“啥玩意兒?”子云還沒有搞清楚情況,撓了撓頭看著我。
“還不快跑。”我用眼神給了他最后的警告。
“余哥,你眼角抽筋了?”這小子還不知好歹地眨著眼睛。
我搖了搖頭,然后捂住了眼睛,說道:“老狄,別打臉就行,要不然上不了臺。”
“啥情況?你們要打架嗎?”這小子還天真地笑著,“我要當裁判……”
還沒有等他說完,狄克森已經竄了出去,好在狄子云是個體育生,一閃身躲了過去,正好倒在門板上,他抬起頭看到了被撞歪的門鎖。
“額,哥,這不怪我,都怪它太脆弱了。”狄子云緩緩地站了起來。
說時遲那時快,他一個健步躍起,然后竄了出去,灰溜溜地逃跑了。
“哥,錢我賠,你別忘了彈曲《紙短情長》,我同桌要聽的哦。”
聲音漸漸地遠去,只留下狄克森氣呼呼地喘氣聲,和我戰戰兢兢的心跳聲。
“你說這小子是不是屬猴的,這么冒失。”狄克森叉著腰說道。
“你倒別說,做體育生倒是真適合,跑得比劉翔還快。”我打趣說道。
“哼,你就慣著他吧,下次我絕對打死他。”狄克森氣呼呼地回到了鋼琴前坐下,“不過這什么《紙短情長》是啥?有曲譜嗎?”

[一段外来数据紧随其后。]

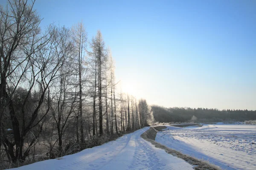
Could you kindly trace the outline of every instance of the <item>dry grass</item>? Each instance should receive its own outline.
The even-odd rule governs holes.
[[[141,137],[145,140],[149,142],[156,147],[164,150],[166,152],[174,156],[177,157],[186,161],[189,164],[194,165],[194,169],[196,170],[220,170],[221,169],[217,165],[211,164],[209,162],[203,159],[199,159],[187,155],[183,154],[176,150],[169,148],[166,146],[157,142],[154,141],[157,133],[158,131],[166,128],[164,126],[151,127],[148,130],[141,135]]]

“嗯,網上找有一些麻煩,要不你自己譜出來?”我說道。
“也行,不過也就三四天時間了,和這小子還要訓練呢。”狄克森隨手談了幾個音符出來。
“其實這小子不訓練也沒問題的。”我說道。
“切,服氣。”狄克森開始埋頭譜曲。
接下來的幾天,狄克森和狄子云整整三天都在練習,結束的時候已經是三天后的傍晚了,第二天,也就是12月31號就要去富成中學實戰了。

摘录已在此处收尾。